I was not carving out any additional time for “me.” I was just trying to jerry-rig my existing life to fit within the rules of “compliance.”
This worked for a few weeks. Then I hit a wall. I became tired of “doing without.” I felt resentful that I could no longer look forward to my “comfort popcorn” at 3:00pm. I was annoyed that it always felt like I had too many stupid things to do during this Challenge and not enough time to do any of them.
Then, one day I spent an entire Sunday in the kitchen. I printed out four recipes and cooked for myself for the whole week – dishes I knew my family wouldn’t really care for. Normally, I wouldn’t go to the trouble of cooking just for myself. I would eat a bowl of oatmeal for dinner if the rest of the family was eating pasta.
That Sunday was a game changer.
Putting On Your Oxygen Mask
Every day of that next week, I ate like a queen. I’d made a delicious chana masala, a “cream” of broccoli soup, ratatouille, and a vegetable curry in the crock pot. Some days I had only the vegetarian meal, other days I’d add a little chicken to the dish. I packed it all into small plastic containers, froze some, and had interesting, delicious, healthy, compliant food for weeks. Suddenly, the Challenge felt a hundred times easier.
Now, whenever I start a Challenge, I move anything I find difficult to the top of my to-do list. Food and exercise become my top priority; other things in my life take a back seat. This has included doing laundry, making beds, and potting geraniums. I can’t do everything, so, like the flight attendants say, I put my own oxygen mask on first and once I’m taken care of, then I tend to others.
When I share this with my teammates, they tell me why they can’t do that. “My husband loves pasta.” “My kids are picky eaters.” “I have no time to go to the gym.”
No one has time to go to the gym. You have to make time.

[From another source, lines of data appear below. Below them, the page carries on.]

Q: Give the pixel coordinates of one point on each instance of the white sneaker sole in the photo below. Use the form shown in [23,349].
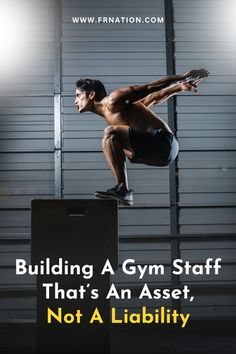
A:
[104,195]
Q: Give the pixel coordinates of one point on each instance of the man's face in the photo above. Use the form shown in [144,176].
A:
[82,101]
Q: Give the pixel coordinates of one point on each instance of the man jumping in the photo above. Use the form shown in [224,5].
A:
[134,131]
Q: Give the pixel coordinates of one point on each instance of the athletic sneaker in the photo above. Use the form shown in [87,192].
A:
[119,192]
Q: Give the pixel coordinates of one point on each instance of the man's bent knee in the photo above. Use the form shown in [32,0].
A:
[108,131]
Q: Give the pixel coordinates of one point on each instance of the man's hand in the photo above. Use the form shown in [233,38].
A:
[188,86]
[196,74]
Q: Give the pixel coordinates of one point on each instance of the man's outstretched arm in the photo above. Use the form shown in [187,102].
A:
[119,99]
[161,96]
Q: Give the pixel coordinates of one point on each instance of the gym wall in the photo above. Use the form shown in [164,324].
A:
[48,150]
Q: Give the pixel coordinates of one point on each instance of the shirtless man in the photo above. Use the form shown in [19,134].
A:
[134,131]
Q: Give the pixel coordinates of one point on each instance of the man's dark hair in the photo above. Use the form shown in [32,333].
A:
[89,85]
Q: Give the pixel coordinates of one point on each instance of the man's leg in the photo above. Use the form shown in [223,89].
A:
[115,141]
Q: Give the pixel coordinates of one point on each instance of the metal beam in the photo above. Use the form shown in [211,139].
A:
[57,101]
[171,105]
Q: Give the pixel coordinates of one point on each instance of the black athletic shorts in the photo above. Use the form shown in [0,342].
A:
[154,147]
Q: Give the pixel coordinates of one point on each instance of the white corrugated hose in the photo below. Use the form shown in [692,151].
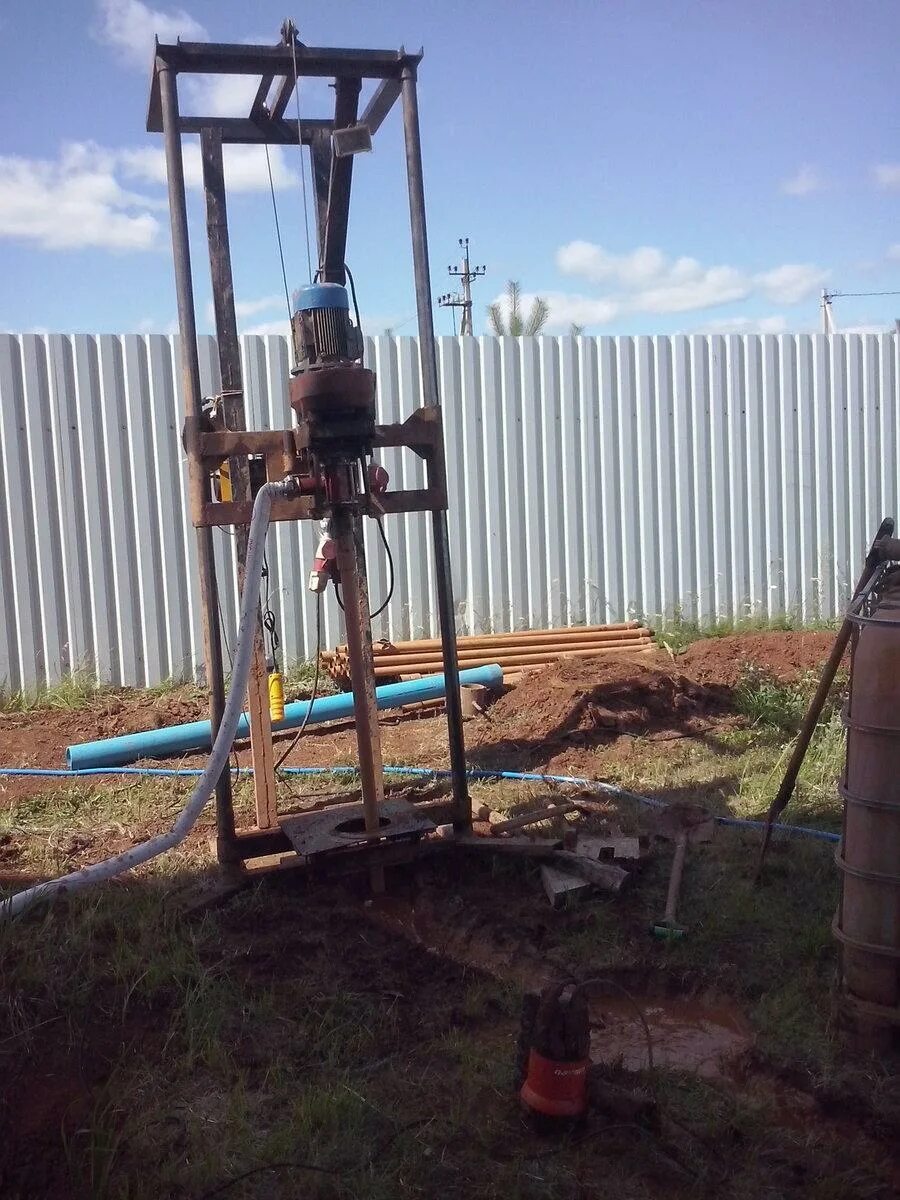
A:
[221,749]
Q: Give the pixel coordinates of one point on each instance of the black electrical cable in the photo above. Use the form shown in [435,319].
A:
[315,684]
[388,599]
[390,570]
[269,622]
[235,756]
[281,249]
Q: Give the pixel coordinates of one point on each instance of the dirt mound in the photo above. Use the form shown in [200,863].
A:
[786,655]
[577,699]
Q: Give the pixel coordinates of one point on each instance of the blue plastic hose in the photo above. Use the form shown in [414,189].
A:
[197,736]
[421,773]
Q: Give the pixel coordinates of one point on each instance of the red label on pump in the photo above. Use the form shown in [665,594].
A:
[556,1089]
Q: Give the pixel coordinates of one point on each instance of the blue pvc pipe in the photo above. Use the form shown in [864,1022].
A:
[197,736]
[425,773]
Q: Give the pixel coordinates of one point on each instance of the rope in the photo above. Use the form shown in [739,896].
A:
[300,149]
[277,234]
[315,684]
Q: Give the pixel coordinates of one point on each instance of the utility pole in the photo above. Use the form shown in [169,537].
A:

If I don’t have forty minutes for the gym (which is often), I put on sneakers, pop in earbuds, and walk around the block for fifteen minutes. I feel two-hours worth of good after that. So good, in fact, that I usually keep walking.
Sometimes I wake up a bit early and chop vegetables for my dinner in the morning because I know if I show up in the kitchen at 6:00pm and have to start chopping, I won’t feel like it.
These activities could seem like an additional burden, but in order to add them, I’ve subtracted other things. I do fewer things for my husband and my kids. And, although it seems crazy, the world has not ended as a result.
In fact, what’s actually happened is this: I started feeling better about myself, so I became less cranky. I stopped resenting everything I did for everyone else all the time because I felt like I was well taken care of. The better I felt, the more pleasant I was to be around. And this made everyone I live with very happy!
Stop Waiting for Permission and Put Yourself First
I’m sure some people have legitimate reasons why they’re not able to move themselves to the top of their priority list, but most of us simply have a knee-jerk “I can’t” before we really explore why our priorities are what they are. Morning workouts may not make you feel good enough to warrant sleeping in an unmade bed at night, but why not try it for a week to see?
The truth is, most of us are waiting for someone else to give us permission to make ourselves more important than we’re used to being. And the sadder truth is, that’s probably never going to happen. Your kids are not going to wake up tomorrow and say, “Hey, let me take on some of your burden so you can take better care of yourself.” (Though, if they do, God bless!)
People make big changes in their lives when they stop waiting for permission.
Seven challenges later, I don’t feel even the least bit uncomfortable admitting that the reason I feel good most days – very good – is because it is now second nature for me to put my own health and well-being first. And, honestly, neither should you.